Tionne whirled, aware that the sounds of the sword battle Tiadaria was waging against the Captain's lich had gotten much closer. She turned just in time to see Tiadaria's blade flash out. Time seemed to slow as the razor sharp weapon moved inexorably toward her throat.
At the last moment, the lich's rusted scimitar crashed down on Tiadaria's blade, turning it and forcing it lower. The flat of the blade slammed into Tionne's chest, throwing her across the room. She crashed into the far wall, her teeth coming down so hard on her tongue that she almost severed it. She spat blood and forced herself to her knees.
The battle was lost. The chalice was on the floor beside Faxon and there was no way she could get to it before Tiadaria was able to take another swipe at her. Tionne couldn't count on the lich to be able to protect her from another blow. She'd been damn lucky as it was. She glanced in their direction.
Tiadaria and the lich were still locked in battle. Tionne didn't know how much time she'd have, but she knew when to retreat. She skittered across the floor like a crab, wincing at the pain in her chest. Lifting Nerillia's body by the shoulders, she dragged her toward the hole in the wall where they'd entered.
Tionne was suddenly very tired. The strength she'd expended to keep the hellhounds in check was now endangering both herself and Nerillia.
They needed to leave and they needed to leave now. With a primal scream, Tionne summoned every last bit of strength and pulled the Lamiad through the hole and out into the night.

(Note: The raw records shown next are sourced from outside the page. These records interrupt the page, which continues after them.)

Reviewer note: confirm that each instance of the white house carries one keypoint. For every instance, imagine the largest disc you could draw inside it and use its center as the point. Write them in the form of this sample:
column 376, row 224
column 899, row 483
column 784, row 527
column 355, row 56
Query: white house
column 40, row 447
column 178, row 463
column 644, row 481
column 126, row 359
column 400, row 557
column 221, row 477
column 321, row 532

They'd given the Xarundi enough of a head start. She'd find a way to wake Nerillia, then they'd go to the palace. Once the King had been executed in front of his subjects and the palace cavern returned to the dragon, where the chalice was and who possessed it wouldn't matter in the slightest.
CHAPTER ELEVEN
Metal clashed against metal. The shock ran up Tiadaria's arm into her shoulder. Her scimitar dropped from numb fingers. Her entire arm felt as if it had been plunged into ice-cold water. Though the lich's muscles were atrophied, and in some places in tatters, the power that reanimated it also gave it at least as much strength as the Captain had possessed in life. She was forced to defend with her less dominant hand. That always made her feel slower and more exposed, something the construct of the Captain obviously remembered.
“Come, my little one, you can't keep this up indefinitely. Faxon is injured. Go to him and I'll allow you to die together.”
“Don't call me that. I'm not so little anymore, and I don't belong to you.”
She punctuated her retort with a spinning kick to the Captain's middle. The blow knocked him off balance and his scimitar dropped for a moment. Tiadaria swung from the shoulder, sacrificing agility for raw power. If she was going to dismember the horror before her, she needed to be able to cut through bone.
The Captain dodged to one side with a deft feint, bringing his sword around backhand and slicing across her shoulder leaving a jagged gash. Tiadaria cried out from the fire that crossed her back. A skeletal foot in a tattered boot slammed into her ankle and it buckled, throwing her sideways onto the floor.
The scimitar, jarred by the hard landing, slid across the rough planks. Face down and weaponless, she was in a terribly vulnerable position. Tiadaria rolled onto her back, just in time to dodge the whistling blade that embedded itself in the wood inches from her ear. She took advantage of the time it took for the Captain to pull the blade free to roll away from him and recover her weapons.